If you think about selling, you have business development representatives or sales development representatives (SDRs) up front who are smiling and dialing, calling for appointments and things like that, trying to fill a pipeline up front. Then you have account executives and actual sales folks who would be taking those warmed-up leads and working them. SPIN Selling very much focuses on the latter half of that particular process. The next one is Insight Selling. Insight Selling is a.

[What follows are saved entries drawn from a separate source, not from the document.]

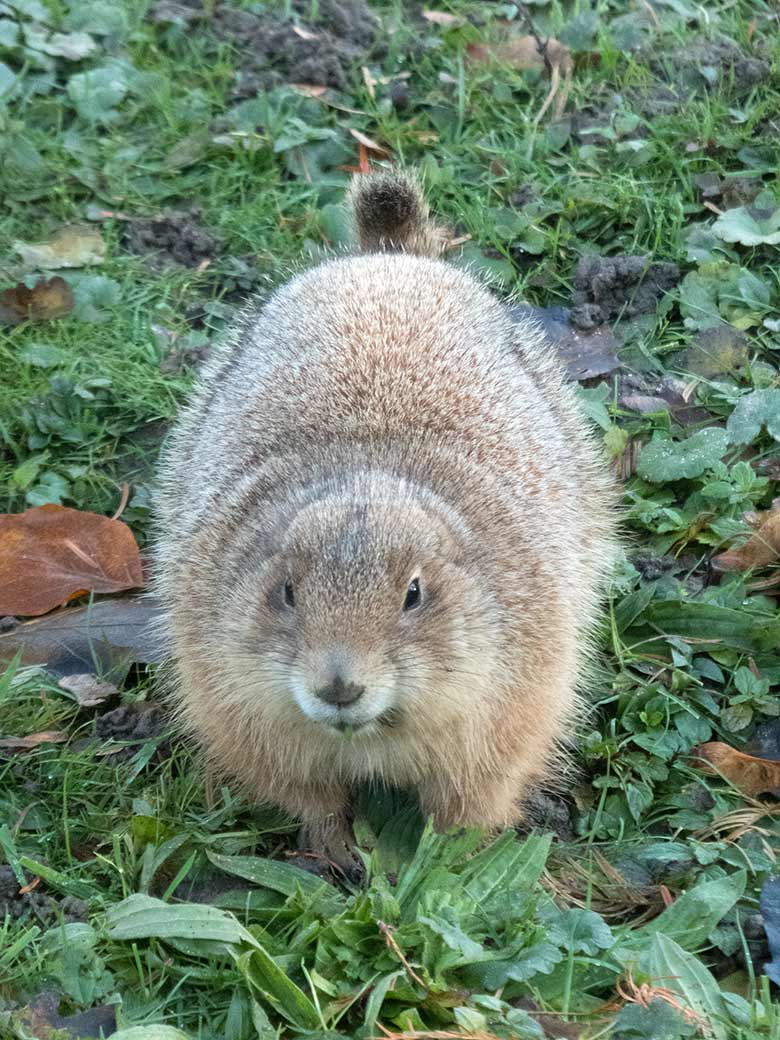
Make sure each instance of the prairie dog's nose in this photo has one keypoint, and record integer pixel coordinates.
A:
(339, 693)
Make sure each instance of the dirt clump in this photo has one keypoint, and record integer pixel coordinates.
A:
(702, 65)
(606, 287)
(134, 724)
(44, 908)
(177, 238)
(275, 50)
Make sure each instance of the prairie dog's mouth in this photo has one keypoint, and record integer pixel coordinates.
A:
(369, 713)
(388, 720)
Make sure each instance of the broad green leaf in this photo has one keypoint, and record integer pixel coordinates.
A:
(270, 874)
(277, 988)
(539, 959)
(738, 629)
(685, 975)
(693, 915)
(507, 863)
(580, 932)
(7, 78)
(43, 355)
(665, 459)
(749, 227)
(62, 882)
(453, 937)
(145, 917)
(97, 93)
(151, 1033)
(761, 408)
(95, 296)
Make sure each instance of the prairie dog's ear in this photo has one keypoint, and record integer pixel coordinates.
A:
(391, 214)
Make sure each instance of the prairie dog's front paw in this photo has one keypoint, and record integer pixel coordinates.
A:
(331, 843)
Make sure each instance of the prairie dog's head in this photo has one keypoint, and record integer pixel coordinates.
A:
(369, 619)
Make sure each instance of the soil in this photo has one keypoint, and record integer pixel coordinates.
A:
(135, 723)
(606, 287)
(275, 50)
(47, 909)
(173, 238)
(703, 62)
(549, 812)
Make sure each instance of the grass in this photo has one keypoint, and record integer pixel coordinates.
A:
(653, 883)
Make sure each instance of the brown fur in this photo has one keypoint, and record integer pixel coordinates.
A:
(381, 419)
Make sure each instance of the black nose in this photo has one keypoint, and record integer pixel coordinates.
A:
(340, 693)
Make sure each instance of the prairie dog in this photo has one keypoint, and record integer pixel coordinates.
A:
(384, 536)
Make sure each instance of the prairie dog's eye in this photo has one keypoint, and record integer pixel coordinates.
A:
(414, 595)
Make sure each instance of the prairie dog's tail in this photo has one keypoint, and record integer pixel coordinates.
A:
(391, 215)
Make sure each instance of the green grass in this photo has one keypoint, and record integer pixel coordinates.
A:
(83, 406)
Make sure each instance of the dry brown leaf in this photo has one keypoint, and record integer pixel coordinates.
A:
(309, 89)
(70, 247)
(760, 549)
(105, 635)
(28, 743)
(87, 689)
(529, 52)
(48, 299)
(443, 18)
(51, 554)
(369, 143)
(750, 775)
(519, 52)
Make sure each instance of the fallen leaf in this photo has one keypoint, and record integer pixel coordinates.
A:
(443, 18)
(369, 143)
(28, 743)
(87, 690)
(750, 775)
(528, 52)
(42, 1018)
(519, 52)
(48, 299)
(70, 247)
(51, 554)
(107, 635)
(73, 46)
(309, 89)
(760, 549)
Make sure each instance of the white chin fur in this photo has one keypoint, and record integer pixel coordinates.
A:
(362, 713)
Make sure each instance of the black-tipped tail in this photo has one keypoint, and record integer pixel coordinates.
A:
(391, 215)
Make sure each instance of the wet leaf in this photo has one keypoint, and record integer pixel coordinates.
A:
(770, 906)
(97, 93)
(51, 554)
(664, 459)
(95, 296)
(761, 408)
(72, 46)
(368, 143)
(748, 226)
(70, 247)
(48, 299)
(760, 549)
(107, 635)
(33, 741)
(87, 690)
(752, 776)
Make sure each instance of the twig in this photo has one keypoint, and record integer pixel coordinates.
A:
(388, 933)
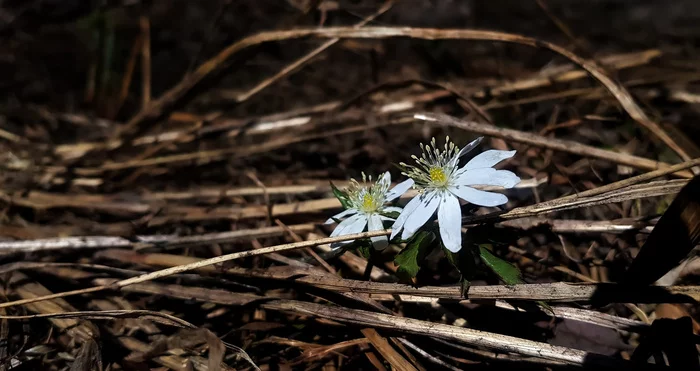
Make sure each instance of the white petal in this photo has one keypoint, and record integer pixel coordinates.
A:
(450, 220)
(385, 179)
(345, 224)
(375, 224)
(405, 213)
(477, 197)
(341, 215)
(418, 217)
(488, 159)
(356, 226)
(393, 209)
(488, 176)
(466, 149)
(400, 189)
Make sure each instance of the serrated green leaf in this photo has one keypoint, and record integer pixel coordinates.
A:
(341, 196)
(411, 257)
(507, 272)
(365, 250)
(463, 260)
(391, 214)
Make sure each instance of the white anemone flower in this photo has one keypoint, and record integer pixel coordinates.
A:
(441, 183)
(366, 206)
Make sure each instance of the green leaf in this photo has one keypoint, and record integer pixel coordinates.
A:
(341, 196)
(507, 272)
(365, 250)
(391, 214)
(411, 257)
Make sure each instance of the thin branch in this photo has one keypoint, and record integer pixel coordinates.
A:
(545, 142)
(167, 100)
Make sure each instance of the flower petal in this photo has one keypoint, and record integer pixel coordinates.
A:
(341, 215)
(375, 224)
(392, 209)
(477, 197)
(488, 159)
(356, 225)
(405, 213)
(420, 215)
(450, 220)
(345, 224)
(466, 150)
(385, 179)
(488, 176)
(400, 189)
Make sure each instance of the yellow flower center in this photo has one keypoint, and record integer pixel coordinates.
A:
(438, 176)
(368, 202)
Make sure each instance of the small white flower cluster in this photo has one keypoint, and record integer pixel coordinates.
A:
(440, 183)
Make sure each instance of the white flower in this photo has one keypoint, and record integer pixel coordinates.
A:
(441, 182)
(367, 204)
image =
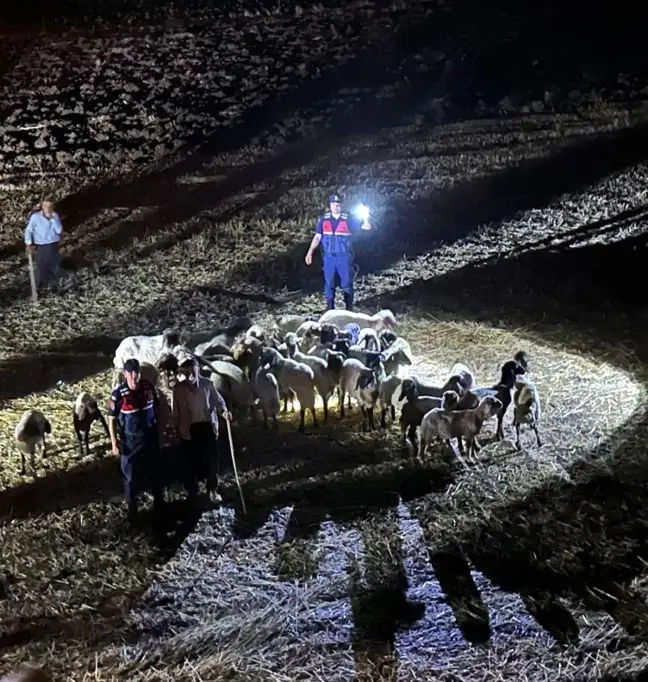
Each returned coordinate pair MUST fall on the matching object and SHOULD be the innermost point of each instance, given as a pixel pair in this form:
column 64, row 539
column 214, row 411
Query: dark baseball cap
column 132, row 365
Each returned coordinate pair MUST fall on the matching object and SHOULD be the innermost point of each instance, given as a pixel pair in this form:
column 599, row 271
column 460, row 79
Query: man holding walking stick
column 42, row 237
column 195, row 404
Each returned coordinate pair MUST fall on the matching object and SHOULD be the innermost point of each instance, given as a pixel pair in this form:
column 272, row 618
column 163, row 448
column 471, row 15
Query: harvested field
column 494, row 233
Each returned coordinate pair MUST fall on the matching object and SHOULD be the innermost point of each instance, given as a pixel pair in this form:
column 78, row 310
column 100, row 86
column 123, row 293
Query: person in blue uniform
column 133, row 413
column 334, row 231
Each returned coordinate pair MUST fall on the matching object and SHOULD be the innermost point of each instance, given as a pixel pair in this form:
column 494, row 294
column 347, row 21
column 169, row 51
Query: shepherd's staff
column 32, row 276
column 238, row 482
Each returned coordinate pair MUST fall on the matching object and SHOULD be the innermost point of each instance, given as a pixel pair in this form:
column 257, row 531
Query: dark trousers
column 340, row 265
column 201, row 458
column 141, row 466
column 46, row 263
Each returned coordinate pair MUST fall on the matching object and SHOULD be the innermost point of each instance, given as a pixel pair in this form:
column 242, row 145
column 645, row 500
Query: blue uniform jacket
column 337, row 233
column 136, row 413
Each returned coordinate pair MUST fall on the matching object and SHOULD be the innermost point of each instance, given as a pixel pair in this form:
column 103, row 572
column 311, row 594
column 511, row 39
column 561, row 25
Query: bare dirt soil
column 189, row 154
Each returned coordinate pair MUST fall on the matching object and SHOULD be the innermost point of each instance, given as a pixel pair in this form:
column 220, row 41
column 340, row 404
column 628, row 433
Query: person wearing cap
column 334, row 230
column 42, row 238
column 195, row 405
column 133, row 422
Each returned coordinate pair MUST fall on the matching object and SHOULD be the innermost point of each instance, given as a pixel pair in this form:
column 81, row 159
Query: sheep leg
column 411, row 434
column 79, row 439
column 101, row 418
column 500, row 427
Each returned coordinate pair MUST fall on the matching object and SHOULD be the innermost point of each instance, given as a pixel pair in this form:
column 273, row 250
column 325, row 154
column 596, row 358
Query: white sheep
column 368, row 339
column 362, row 383
column 389, row 397
column 266, row 388
column 463, row 376
column 145, row 349
column 29, row 433
column 233, row 385
column 85, row 412
column 460, row 424
column 293, row 376
column 526, row 407
column 380, row 320
column 326, row 379
column 222, row 340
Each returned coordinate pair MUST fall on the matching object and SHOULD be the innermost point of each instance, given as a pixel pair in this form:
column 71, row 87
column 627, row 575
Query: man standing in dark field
column 196, row 403
column 334, row 230
column 133, row 422
column 42, row 237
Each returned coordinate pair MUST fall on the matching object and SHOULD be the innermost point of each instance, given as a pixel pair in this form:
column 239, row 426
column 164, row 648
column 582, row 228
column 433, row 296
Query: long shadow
column 450, row 215
column 521, row 548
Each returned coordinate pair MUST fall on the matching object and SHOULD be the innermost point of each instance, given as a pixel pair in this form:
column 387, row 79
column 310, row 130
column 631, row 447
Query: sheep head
column 521, row 358
column 387, row 338
column 449, row 400
column 510, row 370
column 171, row 338
column 408, row 390
column 489, row 405
column 385, row 319
column 365, row 377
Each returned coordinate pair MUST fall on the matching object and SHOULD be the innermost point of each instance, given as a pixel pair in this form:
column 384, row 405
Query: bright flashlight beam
column 362, row 211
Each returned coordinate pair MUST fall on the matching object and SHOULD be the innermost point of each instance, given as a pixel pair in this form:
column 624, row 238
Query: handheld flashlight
column 362, row 211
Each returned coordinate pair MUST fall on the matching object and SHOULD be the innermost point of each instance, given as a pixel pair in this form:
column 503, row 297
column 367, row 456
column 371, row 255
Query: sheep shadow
column 447, row 216
column 366, row 502
column 523, row 546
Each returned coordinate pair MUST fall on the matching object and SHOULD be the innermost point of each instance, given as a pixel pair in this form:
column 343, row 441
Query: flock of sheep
column 357, row 356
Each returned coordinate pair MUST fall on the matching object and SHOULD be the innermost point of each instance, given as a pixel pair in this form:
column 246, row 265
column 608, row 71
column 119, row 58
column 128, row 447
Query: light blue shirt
column 41, row 230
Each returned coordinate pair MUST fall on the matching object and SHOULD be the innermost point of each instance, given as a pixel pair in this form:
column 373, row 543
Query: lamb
column 266, row 387
column 368, row 339
column 386, row 337
column 526, row 408
column 417, row 406
column 380, row 320
column 30, row 431
column 309, row 330
column 362, row 382
column 145, row 349
column 502, row 390
column 294, row 376
column 223, row 339
column 388, row 397
column 291, row 323
column 85, row 412
column 233, row 385
column 448, row 424
column 326, row 380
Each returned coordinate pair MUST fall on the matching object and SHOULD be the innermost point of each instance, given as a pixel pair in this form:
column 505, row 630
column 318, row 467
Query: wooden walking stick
column 238, row 482
column 32, row 276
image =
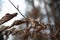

**Christopher S. Penn – 07:44 **
It is differentiated by the fact that it tries to make the sales process much more granular: coaching the customer, communicating value, collaborating, accelerating commitment, implementing by cultivating the relationship, and changing the insight.
The big thing about Insight Selling is that instead of very long-winded conversations and lots of meetings and calls, the Insight Selling process tries to focus on how you can take the sales process and turn it into bite-sized chunks for today’s short attention span audience. So you set up sales automation systems like Salesforce or marketing automation, but very much targeted towards the sales process to target each of these areas to say, what unusual insight can I offer a customer in this email or this text message, whatever essentially keeps them engaged.